SAN LUIS VALLEY — Winter in the San Luis Valley tends to be a harsh season. Freezing temperatures are the norm, and it is common for temperatures to dip well below zero.  
Some years the temperatures have dipped so far below zero that the San Luis Valley has been the coldest spot in the nation. This bitter cold can be dangerous for animals left outside all night. Although they have fur coats it is often not enough to keep out the biting cold. Thankfully, there are many ways that pet owners can help keep their furry friends warm.  
It is a good idea to remove snow, ice, salt, and other ice treatment chemicals from their fur and paws. This helps keep them dry and prevents them from ingesting any chemicals found in the ice treatment. You should also check their paw pads for any cracks and make sure there is no redness between their toes. Massaging petroleum jelly into their paw pads before going outdoors can help protect them from salt and chemical agents. Dog booties can also provide extra protection.
Another important pet safety rule is to never leave your animal alone in a car during cold weather.
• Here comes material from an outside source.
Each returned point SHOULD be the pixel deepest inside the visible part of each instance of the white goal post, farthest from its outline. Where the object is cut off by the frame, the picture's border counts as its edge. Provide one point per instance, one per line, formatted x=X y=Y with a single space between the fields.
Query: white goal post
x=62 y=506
In the winter cars trap frigid air becoming refrigerators on wheels. Also, it is always a good idea to check under the hood of outdoor vehicles before you start them. Outdoor cats often seek refuge from the cold by huddling against still warm engines.
It is also important to make sure you are feeding your animals a little more in the winter and providing them with lots of water. The chilly temperatures will cause them to burn calories faster and make it harder for them to stay hydrated.
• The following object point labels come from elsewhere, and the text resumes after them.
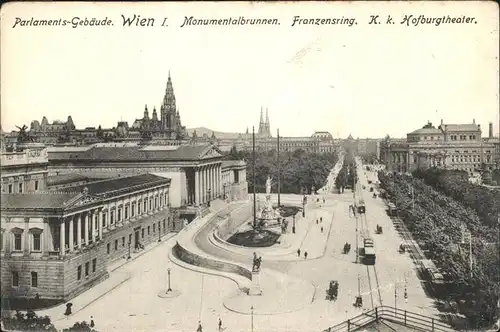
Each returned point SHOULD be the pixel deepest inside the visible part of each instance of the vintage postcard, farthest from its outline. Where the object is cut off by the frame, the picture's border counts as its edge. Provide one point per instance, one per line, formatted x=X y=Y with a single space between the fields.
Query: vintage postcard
x=250 y=166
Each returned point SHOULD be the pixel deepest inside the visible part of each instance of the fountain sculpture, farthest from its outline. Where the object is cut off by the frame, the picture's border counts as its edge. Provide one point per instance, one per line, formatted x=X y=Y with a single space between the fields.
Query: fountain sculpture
x=268 y=216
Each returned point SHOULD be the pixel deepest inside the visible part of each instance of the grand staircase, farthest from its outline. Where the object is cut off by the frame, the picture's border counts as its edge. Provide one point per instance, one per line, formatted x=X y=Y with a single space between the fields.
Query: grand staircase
x=389 y=319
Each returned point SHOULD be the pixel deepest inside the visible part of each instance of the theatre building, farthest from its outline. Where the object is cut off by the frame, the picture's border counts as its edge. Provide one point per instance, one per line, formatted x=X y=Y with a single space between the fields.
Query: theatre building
x=58 y=243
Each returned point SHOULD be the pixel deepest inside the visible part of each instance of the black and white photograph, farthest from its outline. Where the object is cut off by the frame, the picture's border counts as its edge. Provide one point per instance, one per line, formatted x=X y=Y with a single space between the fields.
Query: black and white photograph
x=250 y=166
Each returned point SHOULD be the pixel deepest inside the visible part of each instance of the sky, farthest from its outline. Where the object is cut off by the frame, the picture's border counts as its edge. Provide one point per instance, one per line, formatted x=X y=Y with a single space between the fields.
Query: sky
x=365 y=80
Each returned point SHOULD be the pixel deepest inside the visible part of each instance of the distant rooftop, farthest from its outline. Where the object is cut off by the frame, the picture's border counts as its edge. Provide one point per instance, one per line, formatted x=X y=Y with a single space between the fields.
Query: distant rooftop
x=131 y=152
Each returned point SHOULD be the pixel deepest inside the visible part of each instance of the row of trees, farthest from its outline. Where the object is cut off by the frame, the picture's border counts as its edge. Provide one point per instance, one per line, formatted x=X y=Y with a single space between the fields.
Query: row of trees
x=436 y=221
x=300 y=170
x=484 y=201
x=32 y=322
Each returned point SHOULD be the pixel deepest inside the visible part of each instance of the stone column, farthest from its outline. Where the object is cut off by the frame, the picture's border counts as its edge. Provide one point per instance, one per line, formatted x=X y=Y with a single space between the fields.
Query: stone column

Monte Vista Code Enforcement Officer-Community Service Officer Manvuel Lopez shared some of the things he looks for when it comes to keeping pets warm.
“What I look for is if the animal is tethered that they have full access to food and drinkable water, which is not frozen,” Lopez said. “Also, an animal must be provided with some sort of shelter to keep them safe from the weather. This could be a doghouse or an overhang with some means for the animal to escape the snow or whatever weather is current for the season we are currently in.”  
Officer Lopez said that there is nothing code specific to leaving animals outside in the winter weather. However, he shared that it may fall under Municipal Code 8-14-20(b) cruelty to animals.
The code states, “A person commits cruelty to animals if he or she knowingly or with criminal negligence overdrives, overloads, overworks, torments, deprives of necessary sustenance, unnecessarily or cruelly beats, carries or confines in or upon any vehicles in a cruel or reckless manner, otherwise mistreats or neglects any animal or causes or procures it to be done, or, having the charge or custody of any animal, fails to provide it with proper food, drink or protection from the weather.”
Officer Lopez explained that if someone is found in violation of this code it is the officer’s discretion whether to issue a citation or warning.
“Every situation is different and with that said every situation is handled differently,” Lopez said. “If an animal is severely neglected due to these circumstances then it is upon myself or MVPD officers to protect and help the animal currently facing these types of hardships. It also needs to be pointed out that there are situations where animals are naturally adapted to survive harsh conditions. So, the current health of said animal needs to be looked at as well as living conditions.”
Officer Lopez also said that as the current Monte Vista Code Enforcement Officer-Community Service Officer, he wants to try and educate before having to enforce.
“These questions are a great opportunity for just that,” Lopez said. “I would encourage the residents of Monte Vista to reach out to me and ask questions if they are unsure of what may be a violation of Municipal Code.”